YouTube bypasses textbook gatekeepers to capture American schools (🔈): The video platform has become an essential classroom tool, creating a shadow educational hub that sidelines traditional textbook publishers. By leveraging its massive free library, Google secures early ecosystem lock-in among younger students, protecting it against rival media platforms.
Meta pivots to enterprise AI with automated business agents (📑): Meta has launched an AI assistant across WhatsApp and Messenger to handle customer service for companies. Shifting to a usage-based software fee helps Meta expand beyond its traditional advertising revenue and lock corporate clients into its network.
Spotify integrates generative AI into podcasts and audiobooks (📄): The streaming giant is launching conversational chatbots and personalized AI-generated audio directly within its platform. By providing instant contextual answers so listeners never have to leave, Spotify aims to defend its multi-sided audio platform from external search engines.
EU unveils Tech Sovereignty package to bypass foreign gatekeepers (📑): The European Commission launched sweeping legislation to secure independent control over its data and digital infrastructure. By curbing an 80% reliance on foreign tech providers, the bloc aims to build a self-sustaining continental ecosystem.

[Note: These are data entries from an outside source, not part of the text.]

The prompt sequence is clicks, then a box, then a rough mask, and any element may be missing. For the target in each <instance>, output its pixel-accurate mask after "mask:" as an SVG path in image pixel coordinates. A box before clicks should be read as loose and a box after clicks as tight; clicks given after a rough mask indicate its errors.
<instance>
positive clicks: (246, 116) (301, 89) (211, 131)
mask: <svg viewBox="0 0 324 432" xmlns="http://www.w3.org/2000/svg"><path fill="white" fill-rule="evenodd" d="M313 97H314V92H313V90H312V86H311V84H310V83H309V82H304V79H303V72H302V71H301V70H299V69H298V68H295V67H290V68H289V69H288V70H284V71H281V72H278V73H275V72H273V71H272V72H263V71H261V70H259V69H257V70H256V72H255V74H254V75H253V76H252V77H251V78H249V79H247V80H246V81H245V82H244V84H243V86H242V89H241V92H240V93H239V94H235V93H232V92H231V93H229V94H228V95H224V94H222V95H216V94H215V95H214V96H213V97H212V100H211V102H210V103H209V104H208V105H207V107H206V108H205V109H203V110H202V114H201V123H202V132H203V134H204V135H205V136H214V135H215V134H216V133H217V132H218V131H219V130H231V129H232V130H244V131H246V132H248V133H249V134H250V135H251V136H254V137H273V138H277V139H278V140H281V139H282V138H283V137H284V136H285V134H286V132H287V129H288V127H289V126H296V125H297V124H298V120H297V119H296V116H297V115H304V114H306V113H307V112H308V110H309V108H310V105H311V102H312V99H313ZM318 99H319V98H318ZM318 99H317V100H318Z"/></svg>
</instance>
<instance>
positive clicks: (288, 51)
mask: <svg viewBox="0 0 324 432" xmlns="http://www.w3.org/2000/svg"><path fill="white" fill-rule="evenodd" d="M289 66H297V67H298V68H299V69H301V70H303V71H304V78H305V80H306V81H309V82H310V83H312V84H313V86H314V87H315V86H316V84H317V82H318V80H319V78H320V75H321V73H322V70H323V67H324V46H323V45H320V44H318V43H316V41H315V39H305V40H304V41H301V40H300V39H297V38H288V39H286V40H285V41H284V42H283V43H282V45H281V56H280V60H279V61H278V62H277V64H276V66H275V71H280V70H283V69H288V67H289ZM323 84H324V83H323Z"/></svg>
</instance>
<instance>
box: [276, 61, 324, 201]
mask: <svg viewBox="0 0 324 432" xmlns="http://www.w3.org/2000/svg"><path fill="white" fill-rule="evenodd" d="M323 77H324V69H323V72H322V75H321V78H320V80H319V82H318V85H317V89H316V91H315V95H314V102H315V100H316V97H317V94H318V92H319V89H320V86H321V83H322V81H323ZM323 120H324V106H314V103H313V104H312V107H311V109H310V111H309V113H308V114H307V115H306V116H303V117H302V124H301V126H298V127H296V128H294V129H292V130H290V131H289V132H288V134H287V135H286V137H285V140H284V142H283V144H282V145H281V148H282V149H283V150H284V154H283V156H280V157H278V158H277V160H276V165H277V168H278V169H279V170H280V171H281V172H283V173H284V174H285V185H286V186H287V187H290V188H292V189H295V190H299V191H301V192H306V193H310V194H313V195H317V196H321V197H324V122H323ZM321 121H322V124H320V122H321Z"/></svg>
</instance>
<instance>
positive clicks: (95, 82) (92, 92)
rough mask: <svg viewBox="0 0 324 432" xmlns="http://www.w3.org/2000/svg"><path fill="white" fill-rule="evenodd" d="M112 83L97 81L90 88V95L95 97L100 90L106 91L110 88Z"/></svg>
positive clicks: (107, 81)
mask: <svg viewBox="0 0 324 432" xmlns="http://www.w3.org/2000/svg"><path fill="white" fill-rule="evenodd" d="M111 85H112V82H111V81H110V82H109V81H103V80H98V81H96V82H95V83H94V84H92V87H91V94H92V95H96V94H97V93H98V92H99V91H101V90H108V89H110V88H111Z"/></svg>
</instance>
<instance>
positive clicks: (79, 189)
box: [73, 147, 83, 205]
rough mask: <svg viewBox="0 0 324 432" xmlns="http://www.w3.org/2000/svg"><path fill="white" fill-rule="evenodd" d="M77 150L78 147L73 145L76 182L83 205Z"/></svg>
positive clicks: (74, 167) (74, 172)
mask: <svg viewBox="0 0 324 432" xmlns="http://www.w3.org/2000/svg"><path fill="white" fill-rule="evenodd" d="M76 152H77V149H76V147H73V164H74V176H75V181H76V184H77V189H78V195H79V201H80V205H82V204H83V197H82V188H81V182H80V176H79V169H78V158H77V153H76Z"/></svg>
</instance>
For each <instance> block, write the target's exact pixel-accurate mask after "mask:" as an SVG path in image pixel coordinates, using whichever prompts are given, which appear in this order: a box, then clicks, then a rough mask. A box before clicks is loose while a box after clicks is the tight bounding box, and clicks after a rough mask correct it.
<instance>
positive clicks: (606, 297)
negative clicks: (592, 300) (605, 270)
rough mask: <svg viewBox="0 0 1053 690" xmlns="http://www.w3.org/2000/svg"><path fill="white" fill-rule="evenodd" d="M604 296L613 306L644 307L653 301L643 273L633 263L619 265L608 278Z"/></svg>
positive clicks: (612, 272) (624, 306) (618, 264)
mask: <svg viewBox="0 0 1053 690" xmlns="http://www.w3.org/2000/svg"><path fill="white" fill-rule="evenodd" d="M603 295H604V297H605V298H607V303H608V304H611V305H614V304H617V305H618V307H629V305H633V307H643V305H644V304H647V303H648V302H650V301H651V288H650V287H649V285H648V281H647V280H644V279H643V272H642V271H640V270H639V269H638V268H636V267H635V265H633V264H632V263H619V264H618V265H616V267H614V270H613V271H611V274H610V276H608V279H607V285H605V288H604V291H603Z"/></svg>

EU targets Temu’s marketplace with €200m fine (📑): The EU penalized the e-commerce giant for failing to stop illegal and unsafe products from spreading across its platform. By targeting algorithmic design as a source of liability, regulators aim to force digital marketplaces to prioritize user safety and ensure that systemic risk assessment is in place.
EU courts fracture Meta’s gatekeeper designation (📑): A mixed DMA ruling upheld Messenger’s status as a gatekeeper but exempted Facebook Marketplace. By assessing individual services rather than interconnected ecosystems, the decision may allow some dominant platforms to protect specific features from blanket regulation.
UK CMA reshapes Google search services to empower publishers (📑): A world-first conduct requirement forces Google to let publishers opt out of having their content power Google Search’s AI features. By curbing unilateral data extraction, the rules may rebalance cross-side bargaining power over content usage.